This past year (2019) was probably the most intense and hardest year for me personally. The nine years before was hectic and always busy, but this past year was a different crazy. I had entered a place of Wilderness. I was preparing to leave a job that had been a part of my identity for almost a decade. My babies were growing into young men and my role in their life had begun to shift, especially with our teenager. I couldn't feel God, but I continued to seek Him. I began a new job as a substitute teacher that left me feeling insecure and sometimes incompetent. I was learning how to worship in the same place that had been my job, which was way more complicated than I had ever expected. Nothing about the year felt secure.

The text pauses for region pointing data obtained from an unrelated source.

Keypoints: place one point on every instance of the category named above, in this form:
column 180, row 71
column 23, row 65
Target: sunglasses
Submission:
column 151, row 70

The path is not always clear.

But something changed in late November/early December... I had found that life felt less complicated, less hard. I could hear God's voice again. I could feel a sense of direction. There was peace in my heart for the first time in a while. I began to see that I didn't need to know what was coming next and that I could be happy with what IS. Worshiping became easier, became more comfortable. And, I learned to embrace the changes in my role as Mama for my ever changing boys.
I hated the time of wilderness. I hated feeling lost. I hated feeling far from God. But I am so grateful for it. 2019 became the year that made the whole decade make sense. It pulled all of the great things, the bad things, the crazy things together. And the journey of finding myself came to fruition. 

2020 will be a year of enjoyment. It will be a year to embrace who I am, where I am. It will be a year of seeing all the little ways God touches my life. I am excited to spend more time in nature with my camera, more time getting to know my boys (young men), and more time connecting with God.